Two weeks after Fort French, representatives of the campus’s “Third World” groups (a phrase used for various minority organizations) met and issued a set of eleven additional demands to President Terrell. Via a multiple-page letter, the demands were rejected a few days later, and the student groups called for a campus-wide student strike on May 24th. While issues related to the Vietnam War prompted the occupation of French Ad, race was the focal point of the Student Strike.
Prior to the WSU Student Strike, Third World campus groups often in partnership with Black Student Unions successfully advocated for the formation of ethnic studies programs at other American universities. The first such strike held at San Francisco State University (SFSU) in 1968 was led by the Third World Liberation Front and SFSU's Black Student Union. That strike lasted for 5 months and resulted in committments by SFSU that helped promote greater diversity in its curriculum and faculty.
Rally in support of Ralph Atkins
Chicano Demands from May 1970
Flyer titled "Free the WSU 4"
Students block Stadium Way
Fire in Rogers Field stands
A number of racially charged events from January 1969 to May 1970 provided the fuel that made WSU ripe for the strike that swept campus. In January 1969 5 African American students were arrested as a result of a brawl at the Alpha Gamma Rho house stemming from an altercation in a campus basketball game between Alpha Gamma Rho and students living at Goldsworthy Hall. As the arrested students travelled to the Whitman County Jail in Colfax to begin their sentence on Friday, February 28, a crowd of protestors from local universities blocked traffic to the jail. After tensions between protestors and onlookers resulted in violence, the protestors sought refuge at the Methodist church in Colfax. The protestors from WSU, Eastern Washington University, and Whitworth University were arrested and the 5 students involved in the brawl were taken to the Whitman County Jail.
In March 1970, students demonstrated in downtown Pullman to protest a host of issues including the draft and support the National Farm Labor Union strike in the vineyards of central California. Amongst dozens of protestors that marched and stormed the Pullman Safeway in recognition of the grape boycott called for by labor leader Caesar Chavez, only Ralph Atkins, an African American man accused of inciting the riot, was arrested. Weeks later, Atkins was also accused of setting fire to Martin Stadium, although nothing came of the arson accusations. In April 1970, four African Americans, later known as the WSU 4, were charged with rape. Those who felt the men were unfairly charged protested on their behalf. Two of four men were ultimately convicted.

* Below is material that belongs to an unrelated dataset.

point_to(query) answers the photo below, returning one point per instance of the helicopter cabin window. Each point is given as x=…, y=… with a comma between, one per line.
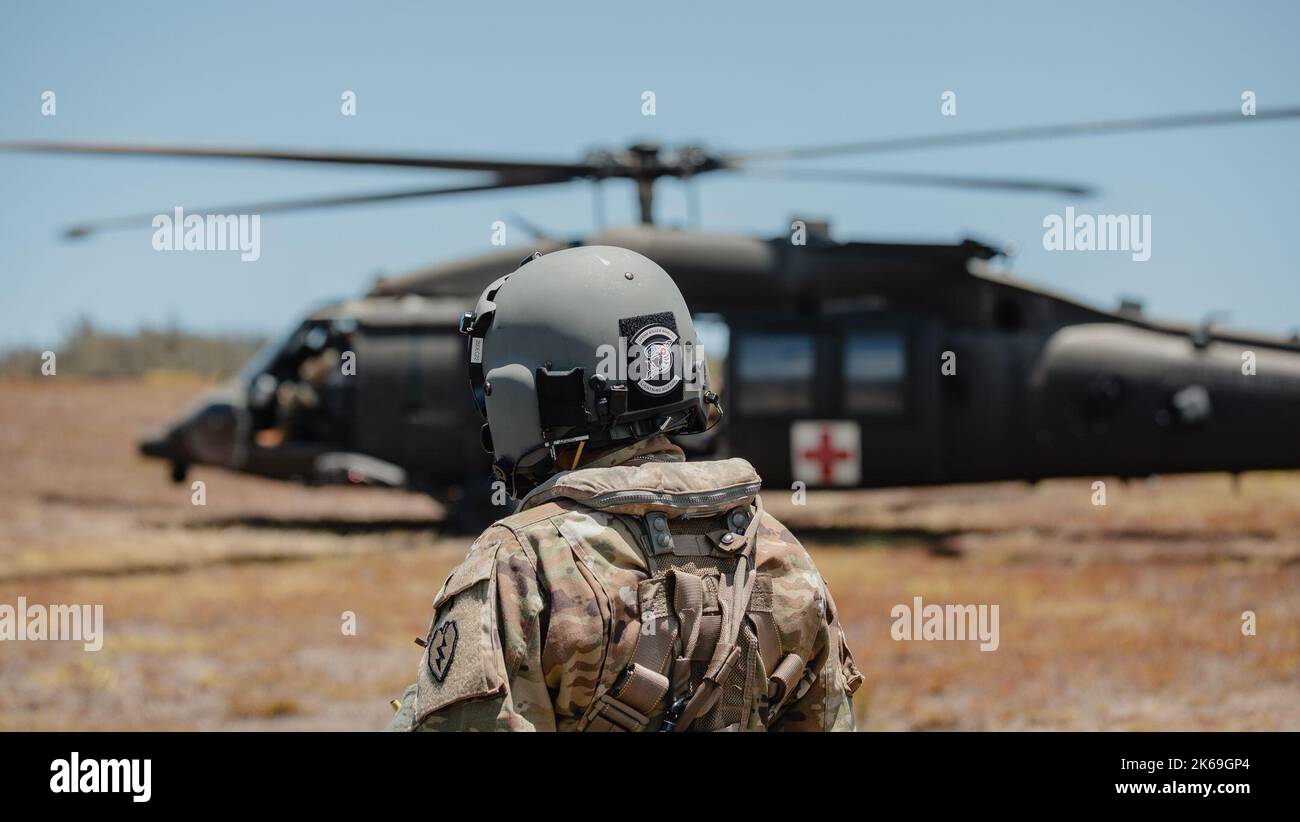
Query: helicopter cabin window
x=775, y=372
x=874, y=371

Amidst this sequence of events in Pullman and broader national debates about race, the Student Strike began after President Terrell rejected 11 demands made by a strike committee led by Third World groups on campus (see Terrell's response above). From May 24-June 1, striking students at WSU skipped classes, blocked roads, and picketed buildings. After a week of portest, the Third World groups and President Terrell reached an agreement on June 1st. With only finals week remaining in the term, the taking of finals was declared optional, and by the time graduation took place on June 7th, President Terrell was cheered during the commencement ceremonies.

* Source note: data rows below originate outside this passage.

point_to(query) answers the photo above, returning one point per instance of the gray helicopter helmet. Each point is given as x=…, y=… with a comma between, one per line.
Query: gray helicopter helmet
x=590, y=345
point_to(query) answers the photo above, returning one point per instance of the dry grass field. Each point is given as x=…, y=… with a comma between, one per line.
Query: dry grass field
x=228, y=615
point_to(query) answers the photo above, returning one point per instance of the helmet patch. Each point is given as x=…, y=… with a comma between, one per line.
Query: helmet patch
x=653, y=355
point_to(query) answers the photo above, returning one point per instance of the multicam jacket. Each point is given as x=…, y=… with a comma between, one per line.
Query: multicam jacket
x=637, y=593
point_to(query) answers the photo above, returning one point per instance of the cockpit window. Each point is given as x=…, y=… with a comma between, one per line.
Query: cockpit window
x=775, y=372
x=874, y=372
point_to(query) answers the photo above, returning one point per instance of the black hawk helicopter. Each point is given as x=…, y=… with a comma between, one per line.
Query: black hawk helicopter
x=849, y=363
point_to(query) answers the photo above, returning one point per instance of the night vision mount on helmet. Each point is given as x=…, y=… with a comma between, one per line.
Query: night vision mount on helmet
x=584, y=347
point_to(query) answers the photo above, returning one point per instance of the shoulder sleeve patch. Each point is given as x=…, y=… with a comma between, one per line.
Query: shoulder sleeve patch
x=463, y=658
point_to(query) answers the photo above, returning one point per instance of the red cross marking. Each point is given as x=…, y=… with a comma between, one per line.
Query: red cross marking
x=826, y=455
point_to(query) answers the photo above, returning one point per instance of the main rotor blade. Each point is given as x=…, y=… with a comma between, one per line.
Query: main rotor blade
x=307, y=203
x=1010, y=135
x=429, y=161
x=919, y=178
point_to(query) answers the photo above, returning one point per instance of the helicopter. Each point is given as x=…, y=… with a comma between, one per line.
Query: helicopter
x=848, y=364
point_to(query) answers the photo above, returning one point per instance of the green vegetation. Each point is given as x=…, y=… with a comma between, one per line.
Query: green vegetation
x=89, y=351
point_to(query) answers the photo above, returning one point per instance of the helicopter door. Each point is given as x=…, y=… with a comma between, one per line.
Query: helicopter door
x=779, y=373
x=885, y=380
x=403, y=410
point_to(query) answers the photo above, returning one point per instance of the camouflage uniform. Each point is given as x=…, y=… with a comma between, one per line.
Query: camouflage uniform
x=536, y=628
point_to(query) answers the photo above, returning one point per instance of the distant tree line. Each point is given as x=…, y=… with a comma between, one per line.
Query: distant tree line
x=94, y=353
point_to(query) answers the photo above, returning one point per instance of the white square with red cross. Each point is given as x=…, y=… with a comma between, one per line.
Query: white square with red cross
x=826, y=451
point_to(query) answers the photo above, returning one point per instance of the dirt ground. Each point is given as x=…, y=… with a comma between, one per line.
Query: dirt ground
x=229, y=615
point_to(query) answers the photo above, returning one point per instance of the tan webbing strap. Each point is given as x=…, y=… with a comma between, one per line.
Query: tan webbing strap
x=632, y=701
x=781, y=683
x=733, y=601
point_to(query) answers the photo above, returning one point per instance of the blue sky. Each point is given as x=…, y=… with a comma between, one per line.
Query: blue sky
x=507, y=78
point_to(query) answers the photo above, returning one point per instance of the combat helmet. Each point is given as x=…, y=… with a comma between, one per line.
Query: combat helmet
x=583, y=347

In Fall of 1970 and again in Spring of 1971, the university halted classes for two days, instead hosting Racism Workshops in Bohler Gym. A committee representing students and faculty of all ethnicities put together programs of speakers exploring racism. The fall workshops were very well attended and well reviewed; the spring workshops drew only a very minimal attendance. In the succeeding months, the follow-through on the eleven demands resulted in new classes and programs in minority studies, a focus on hiring minority faculty and staff and recruiting minority students, and a generally increased awareness of minority issues.